In my first semester of college, when I still believed my music major would lead to a singing career, I took music theory. The professor was a jolly imp who couldn’t have been taller than five feet and had more musical talent in his ivory-tinkling pinky than my entire class combined. His favorite part of the class, and ours, was demonstrating music theory concepts with piano pranks, a la Victor Borge. And his favorite of these pranks was the unresolved melody.
He’d canter over the piano with a wicked little smile and start to play, sometimes a familiar strain of a famous piece, sometimes his own creation. After a dozen bars of so, just as the melody line was about to take it’s final turn from dissonance to harmony, he’d lift his hands from the keys and walk away. The seventh or second never resolved to the one, leaving the music unfinished. The first time, we laughed, expecting that he’d return to the keyboard after a moment and give us the final note we craved.
When he didn’t, the laughter turned to nervous titters, . The power of that one step from dissonant to resolved showed itself in shoulders creeping up around our ears. Every moment he waited, the anxiety in the room went up. If you have trouble imagining what I mean, sing the last line of the Star-Spangled Banner and leave off the “brave”. It’s just not right, and the longer you wait to add the last note, the wronger it feels.
Sometimes it would be just a moment, but occasionally the professor would leave the last note hanging in our minds for the entire 90 minute class. We were practically begging him by the end, and no one could leave the room until it was played. Then, the tension would dissipate and we’d laugh again.
My thirty-ninth year has been like one of the beautiful melodies played by the professor, with just the one note missing at the end. Life in the Broady Bunch right now is an unresolved chord. Which is to say that it’s beautiful in its own right, but contains one piece of dissonance that leaves an undercurrent of tension within our family.
The hardest part of this dissonance is that we can’t talk about it openly, because it is a legal matter which we’ve been advised to keep private until the resolution is close at hand. If it was hard to bear the tension of that unresolved melody in music class for an hour and a half, it is a hundred times harder to live with this unsettled matter, which began almost 18 months ago.
Through my pregnancy and baby girl’s birth, it has hung over our joy like a dark cloud. It has lurked in the back of our minds, and tripped us into fighting over other things that don’t matter. We have prayed over it and released it to God many times, to have it always come back and assert itself among us. I don’t know what is taking so long, or how it will all turn out, but I suppose the lesson of the waiting is same lesson I’ve been learning for this entire decade. The key is gratitude in the present moment. Whatever is coming will come, and I control so little of it. The only thing I truly control is my response to each day and moment and circumstance.
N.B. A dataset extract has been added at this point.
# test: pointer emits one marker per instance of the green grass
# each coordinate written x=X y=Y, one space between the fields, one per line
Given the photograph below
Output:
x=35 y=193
On this last night of my thirties, the dissonant chord rings in the background, but I am tuning it out. Instead, I am prioritizing the foreground, where the baby is making sounds that might be words, where Ollie is mimicking the teenage girls’ sass, where Caden is shrieking with laughter and begging for more tickles. The right now is where the love is the loudest, especially between Marrett and I, and when I stay there I can almost forget that I am waiting for that final note.